US approves sale of SM-3 Block IIA missiles to Japan

28 August 2019 (Last Updated August 28th, 2019 12:49)

The US State Department has approved the Government of Japan’s request to purchase up to 73 Standard Missile-3 (SM-3) Block IIA missiles in a deal valued at around $3.295bn.

The US State Department has approved the Government of Japan’s request to purchase up to 73 SM-3 Block IIA missiles in a deal valued at around $3.295bn.

The Defense Security Cooperation Agency (DSCA) has stated that it has notified Congress of the potential foreign military sale.

Subject to Congress approval, Japan will receive MK 29 canisters with packing, handling, storage, and transportation (PHS&T) kits, as well as special assignment airlift mission (SAAM) flights.

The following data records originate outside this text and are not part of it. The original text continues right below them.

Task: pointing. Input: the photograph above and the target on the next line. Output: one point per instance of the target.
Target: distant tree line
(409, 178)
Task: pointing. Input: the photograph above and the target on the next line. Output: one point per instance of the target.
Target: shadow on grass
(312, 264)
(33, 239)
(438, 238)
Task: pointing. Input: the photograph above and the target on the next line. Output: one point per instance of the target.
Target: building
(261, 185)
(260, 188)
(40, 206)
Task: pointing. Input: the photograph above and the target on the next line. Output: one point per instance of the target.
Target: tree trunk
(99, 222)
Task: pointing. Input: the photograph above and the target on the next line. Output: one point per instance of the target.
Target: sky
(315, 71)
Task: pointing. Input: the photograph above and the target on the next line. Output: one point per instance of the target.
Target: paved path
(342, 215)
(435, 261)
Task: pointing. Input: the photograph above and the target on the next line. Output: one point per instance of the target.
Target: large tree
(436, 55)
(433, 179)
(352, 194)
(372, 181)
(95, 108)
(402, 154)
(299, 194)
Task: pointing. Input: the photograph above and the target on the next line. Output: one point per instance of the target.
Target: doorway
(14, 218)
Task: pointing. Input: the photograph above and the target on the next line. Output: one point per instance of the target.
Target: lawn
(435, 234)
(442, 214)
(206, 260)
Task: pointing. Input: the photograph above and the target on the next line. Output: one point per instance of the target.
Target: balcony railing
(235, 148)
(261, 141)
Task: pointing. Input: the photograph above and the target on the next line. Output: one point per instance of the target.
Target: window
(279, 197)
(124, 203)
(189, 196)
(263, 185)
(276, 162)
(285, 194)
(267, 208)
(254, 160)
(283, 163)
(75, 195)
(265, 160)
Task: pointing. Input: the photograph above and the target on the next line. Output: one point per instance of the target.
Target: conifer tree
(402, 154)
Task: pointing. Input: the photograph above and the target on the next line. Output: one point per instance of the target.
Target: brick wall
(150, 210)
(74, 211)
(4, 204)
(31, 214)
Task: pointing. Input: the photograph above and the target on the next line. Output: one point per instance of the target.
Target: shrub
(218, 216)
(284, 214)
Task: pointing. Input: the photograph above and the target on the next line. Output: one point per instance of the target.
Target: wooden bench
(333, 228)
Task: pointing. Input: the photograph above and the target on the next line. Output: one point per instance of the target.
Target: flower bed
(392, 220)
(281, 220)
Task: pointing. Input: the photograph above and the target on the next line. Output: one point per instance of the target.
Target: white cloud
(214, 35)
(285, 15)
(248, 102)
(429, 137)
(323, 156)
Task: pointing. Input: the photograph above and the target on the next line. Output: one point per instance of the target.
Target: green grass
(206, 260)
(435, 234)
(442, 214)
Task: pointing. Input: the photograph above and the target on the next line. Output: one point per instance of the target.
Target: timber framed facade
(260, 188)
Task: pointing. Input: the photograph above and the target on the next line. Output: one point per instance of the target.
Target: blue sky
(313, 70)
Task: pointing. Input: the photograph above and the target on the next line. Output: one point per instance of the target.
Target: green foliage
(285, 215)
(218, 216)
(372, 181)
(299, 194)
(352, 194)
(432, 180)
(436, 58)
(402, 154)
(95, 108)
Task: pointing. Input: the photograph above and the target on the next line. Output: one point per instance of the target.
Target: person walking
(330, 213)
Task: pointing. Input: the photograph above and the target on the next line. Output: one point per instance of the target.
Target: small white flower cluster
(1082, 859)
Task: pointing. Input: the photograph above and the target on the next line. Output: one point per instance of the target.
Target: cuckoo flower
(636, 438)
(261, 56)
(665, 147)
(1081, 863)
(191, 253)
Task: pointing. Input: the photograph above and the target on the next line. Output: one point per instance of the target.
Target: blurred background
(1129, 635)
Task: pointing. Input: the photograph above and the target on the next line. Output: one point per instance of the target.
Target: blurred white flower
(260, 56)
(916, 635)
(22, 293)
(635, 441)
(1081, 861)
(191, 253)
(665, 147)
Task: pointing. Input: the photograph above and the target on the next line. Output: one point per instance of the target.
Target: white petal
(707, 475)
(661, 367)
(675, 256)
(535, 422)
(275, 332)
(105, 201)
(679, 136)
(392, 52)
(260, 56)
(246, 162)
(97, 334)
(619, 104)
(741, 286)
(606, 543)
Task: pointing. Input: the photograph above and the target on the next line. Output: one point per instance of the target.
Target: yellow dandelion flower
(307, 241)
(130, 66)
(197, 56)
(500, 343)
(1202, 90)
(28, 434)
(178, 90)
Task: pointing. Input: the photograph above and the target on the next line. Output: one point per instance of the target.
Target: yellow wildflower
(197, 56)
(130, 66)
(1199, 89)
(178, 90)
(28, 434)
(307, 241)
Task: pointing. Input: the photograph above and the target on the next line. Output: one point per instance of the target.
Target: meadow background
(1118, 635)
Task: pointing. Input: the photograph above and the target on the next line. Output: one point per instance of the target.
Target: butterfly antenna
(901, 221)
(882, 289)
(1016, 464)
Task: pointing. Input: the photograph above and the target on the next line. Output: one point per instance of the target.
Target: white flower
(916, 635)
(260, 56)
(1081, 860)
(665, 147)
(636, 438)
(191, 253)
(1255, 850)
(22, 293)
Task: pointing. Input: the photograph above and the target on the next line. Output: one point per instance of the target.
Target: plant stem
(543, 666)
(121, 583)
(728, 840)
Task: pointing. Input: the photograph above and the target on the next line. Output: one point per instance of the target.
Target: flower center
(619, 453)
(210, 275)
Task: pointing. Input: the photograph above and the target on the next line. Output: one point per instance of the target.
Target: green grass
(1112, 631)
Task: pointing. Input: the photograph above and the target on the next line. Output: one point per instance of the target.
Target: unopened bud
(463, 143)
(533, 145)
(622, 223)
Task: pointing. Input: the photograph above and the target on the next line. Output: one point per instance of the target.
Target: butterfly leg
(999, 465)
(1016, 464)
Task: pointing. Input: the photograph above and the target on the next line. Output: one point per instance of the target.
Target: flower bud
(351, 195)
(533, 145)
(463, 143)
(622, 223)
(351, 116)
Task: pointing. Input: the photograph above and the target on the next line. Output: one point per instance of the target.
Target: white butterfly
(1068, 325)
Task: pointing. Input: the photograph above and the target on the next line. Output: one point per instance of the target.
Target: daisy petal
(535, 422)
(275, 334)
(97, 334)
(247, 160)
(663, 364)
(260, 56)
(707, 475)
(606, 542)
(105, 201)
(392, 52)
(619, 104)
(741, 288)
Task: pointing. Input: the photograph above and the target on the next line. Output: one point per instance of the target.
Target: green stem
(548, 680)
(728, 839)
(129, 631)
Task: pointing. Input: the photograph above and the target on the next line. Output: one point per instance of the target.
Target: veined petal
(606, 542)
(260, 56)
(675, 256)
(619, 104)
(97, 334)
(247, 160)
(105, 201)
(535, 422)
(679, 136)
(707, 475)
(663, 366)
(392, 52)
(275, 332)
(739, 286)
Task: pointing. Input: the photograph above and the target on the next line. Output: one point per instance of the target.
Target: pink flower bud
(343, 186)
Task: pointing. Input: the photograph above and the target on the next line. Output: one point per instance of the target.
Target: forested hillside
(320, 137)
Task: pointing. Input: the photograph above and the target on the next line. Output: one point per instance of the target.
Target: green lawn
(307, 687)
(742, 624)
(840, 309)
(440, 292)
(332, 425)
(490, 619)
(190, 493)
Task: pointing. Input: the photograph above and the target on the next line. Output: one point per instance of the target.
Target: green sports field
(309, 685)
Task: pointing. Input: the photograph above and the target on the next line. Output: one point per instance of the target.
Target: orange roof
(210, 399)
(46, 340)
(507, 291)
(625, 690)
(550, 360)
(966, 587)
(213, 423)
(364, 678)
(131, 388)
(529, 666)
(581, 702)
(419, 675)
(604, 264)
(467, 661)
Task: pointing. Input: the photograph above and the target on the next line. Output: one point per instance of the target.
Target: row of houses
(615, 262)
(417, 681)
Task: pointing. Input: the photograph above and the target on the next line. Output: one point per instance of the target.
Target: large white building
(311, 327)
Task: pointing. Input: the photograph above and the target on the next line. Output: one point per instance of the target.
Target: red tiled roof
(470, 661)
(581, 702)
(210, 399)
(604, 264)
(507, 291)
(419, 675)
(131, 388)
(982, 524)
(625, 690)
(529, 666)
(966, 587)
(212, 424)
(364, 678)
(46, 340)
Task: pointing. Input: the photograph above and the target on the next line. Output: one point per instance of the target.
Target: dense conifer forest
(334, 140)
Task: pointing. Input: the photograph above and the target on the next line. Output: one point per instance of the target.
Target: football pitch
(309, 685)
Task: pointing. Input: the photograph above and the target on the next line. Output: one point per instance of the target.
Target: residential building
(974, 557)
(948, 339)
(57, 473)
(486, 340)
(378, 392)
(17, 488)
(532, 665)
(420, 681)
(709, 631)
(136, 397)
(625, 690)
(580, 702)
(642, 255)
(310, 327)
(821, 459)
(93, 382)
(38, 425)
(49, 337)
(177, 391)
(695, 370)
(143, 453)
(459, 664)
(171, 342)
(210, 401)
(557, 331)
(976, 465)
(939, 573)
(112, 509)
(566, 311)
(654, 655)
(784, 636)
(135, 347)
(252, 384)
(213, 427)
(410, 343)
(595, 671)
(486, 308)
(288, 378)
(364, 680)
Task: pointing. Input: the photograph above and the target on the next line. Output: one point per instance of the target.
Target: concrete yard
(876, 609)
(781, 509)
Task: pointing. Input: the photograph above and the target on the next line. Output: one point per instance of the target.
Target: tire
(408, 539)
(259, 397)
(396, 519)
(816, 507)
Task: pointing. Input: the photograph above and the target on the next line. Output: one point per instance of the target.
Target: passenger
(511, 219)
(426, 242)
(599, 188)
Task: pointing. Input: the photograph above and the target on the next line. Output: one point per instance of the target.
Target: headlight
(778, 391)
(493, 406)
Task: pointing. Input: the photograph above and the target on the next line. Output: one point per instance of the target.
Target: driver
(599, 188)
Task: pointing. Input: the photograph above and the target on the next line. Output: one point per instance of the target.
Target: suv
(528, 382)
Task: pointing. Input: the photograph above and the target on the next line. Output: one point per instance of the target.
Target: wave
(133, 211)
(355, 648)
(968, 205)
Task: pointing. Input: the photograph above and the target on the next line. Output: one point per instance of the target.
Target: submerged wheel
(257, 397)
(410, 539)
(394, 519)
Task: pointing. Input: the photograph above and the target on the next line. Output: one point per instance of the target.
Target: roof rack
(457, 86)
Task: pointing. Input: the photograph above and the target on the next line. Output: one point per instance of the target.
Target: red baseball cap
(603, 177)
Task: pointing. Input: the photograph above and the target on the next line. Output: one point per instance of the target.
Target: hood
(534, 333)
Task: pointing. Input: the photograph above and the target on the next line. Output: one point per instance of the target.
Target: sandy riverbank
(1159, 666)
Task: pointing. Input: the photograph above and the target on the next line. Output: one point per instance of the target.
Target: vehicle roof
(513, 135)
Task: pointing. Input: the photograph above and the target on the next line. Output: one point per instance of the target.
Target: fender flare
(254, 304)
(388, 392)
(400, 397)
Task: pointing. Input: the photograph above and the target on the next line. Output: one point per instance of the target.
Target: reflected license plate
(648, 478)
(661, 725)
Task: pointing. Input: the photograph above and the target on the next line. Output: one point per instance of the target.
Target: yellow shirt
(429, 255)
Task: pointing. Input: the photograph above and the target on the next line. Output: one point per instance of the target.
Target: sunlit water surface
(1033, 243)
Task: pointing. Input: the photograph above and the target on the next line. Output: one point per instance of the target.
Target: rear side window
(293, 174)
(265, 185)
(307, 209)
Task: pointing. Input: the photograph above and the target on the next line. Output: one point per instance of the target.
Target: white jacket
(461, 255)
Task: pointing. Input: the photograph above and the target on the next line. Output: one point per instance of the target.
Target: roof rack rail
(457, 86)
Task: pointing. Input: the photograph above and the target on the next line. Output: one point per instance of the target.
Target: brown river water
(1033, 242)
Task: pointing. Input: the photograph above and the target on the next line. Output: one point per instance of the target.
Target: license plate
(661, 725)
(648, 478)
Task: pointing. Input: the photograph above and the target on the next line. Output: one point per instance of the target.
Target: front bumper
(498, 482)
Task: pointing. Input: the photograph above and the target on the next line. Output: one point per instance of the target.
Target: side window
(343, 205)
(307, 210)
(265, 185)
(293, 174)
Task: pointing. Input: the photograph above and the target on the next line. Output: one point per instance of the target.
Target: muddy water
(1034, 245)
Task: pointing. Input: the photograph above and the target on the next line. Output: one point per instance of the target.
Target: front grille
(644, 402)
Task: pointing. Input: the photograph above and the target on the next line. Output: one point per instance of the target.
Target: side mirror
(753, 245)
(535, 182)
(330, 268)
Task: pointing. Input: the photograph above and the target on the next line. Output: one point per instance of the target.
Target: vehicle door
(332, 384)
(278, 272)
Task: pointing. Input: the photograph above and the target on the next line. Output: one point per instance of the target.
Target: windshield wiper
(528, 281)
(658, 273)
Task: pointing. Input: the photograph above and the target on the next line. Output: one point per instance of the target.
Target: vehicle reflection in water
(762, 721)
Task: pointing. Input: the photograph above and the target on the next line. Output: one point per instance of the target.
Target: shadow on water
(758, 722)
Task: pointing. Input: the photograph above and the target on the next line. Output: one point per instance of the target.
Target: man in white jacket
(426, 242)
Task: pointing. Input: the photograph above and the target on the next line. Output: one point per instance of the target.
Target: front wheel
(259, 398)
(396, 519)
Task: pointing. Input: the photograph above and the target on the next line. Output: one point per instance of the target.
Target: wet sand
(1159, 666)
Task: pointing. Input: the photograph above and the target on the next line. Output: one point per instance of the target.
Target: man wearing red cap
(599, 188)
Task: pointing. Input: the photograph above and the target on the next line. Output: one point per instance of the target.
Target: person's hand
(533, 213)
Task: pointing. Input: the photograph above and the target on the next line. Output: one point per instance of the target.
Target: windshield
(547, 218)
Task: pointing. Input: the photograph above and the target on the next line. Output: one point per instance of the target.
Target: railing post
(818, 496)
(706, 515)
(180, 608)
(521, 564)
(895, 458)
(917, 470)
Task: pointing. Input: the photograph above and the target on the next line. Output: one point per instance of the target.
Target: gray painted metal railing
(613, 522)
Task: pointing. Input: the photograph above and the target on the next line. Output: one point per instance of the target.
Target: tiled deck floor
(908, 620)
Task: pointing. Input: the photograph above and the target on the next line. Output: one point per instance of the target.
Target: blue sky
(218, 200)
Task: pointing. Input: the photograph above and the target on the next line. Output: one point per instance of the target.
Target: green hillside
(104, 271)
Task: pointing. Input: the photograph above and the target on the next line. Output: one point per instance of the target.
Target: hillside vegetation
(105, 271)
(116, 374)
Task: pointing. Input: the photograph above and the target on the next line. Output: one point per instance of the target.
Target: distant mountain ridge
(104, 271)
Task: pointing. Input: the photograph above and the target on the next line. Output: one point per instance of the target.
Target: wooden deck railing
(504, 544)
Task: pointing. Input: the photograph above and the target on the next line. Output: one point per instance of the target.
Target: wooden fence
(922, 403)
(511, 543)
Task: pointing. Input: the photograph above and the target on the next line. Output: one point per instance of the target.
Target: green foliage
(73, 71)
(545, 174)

Additionally, the possible sale will include technical assistance, engineering and logistical support services.

DSCA said: “This proposed sale will support the foreign policy and national security of the US by improving the security of a major ally that is a force for political stability and economic progress in the Asia-Pacific region.

“It is vital to US national interests to assist Japan in developing and maintaining a strong and effective self-defence capability.”

The procurement of SM-3 Block IIA missiles will enhance Japan’s ballistic missile defence capability to safeguard its homeland.

Raytheon Missile Systems will serve as the primary contractor for the SM-3 Block IIA all up rounds, while BAE Systems will supply the MK 29 canisters and PHS&T kits.

As part of the implementation of the sale, US officials will make trips to Japan to perform technical reviews, support, and oversight for a period of five years.

In April this year, the State Department cleared a possible $1.15bn sale of up to 56 SM-3 Block IB missiles to Japan.

The US also approved the sale of four SM-3 Block IIA missiles in January last year.

The SM-3 Block IIA interceptor is developed under a joint effort between Raytheon and Japan for protection against ballistic missile threats. The interceptor consists of larger rocket motors and a larger kinetic warhead.

In a test performed in October last year by the US Navy, the Block IIA interceptor completed an intercept test, successfully engaging a medium-range ballistic missile target.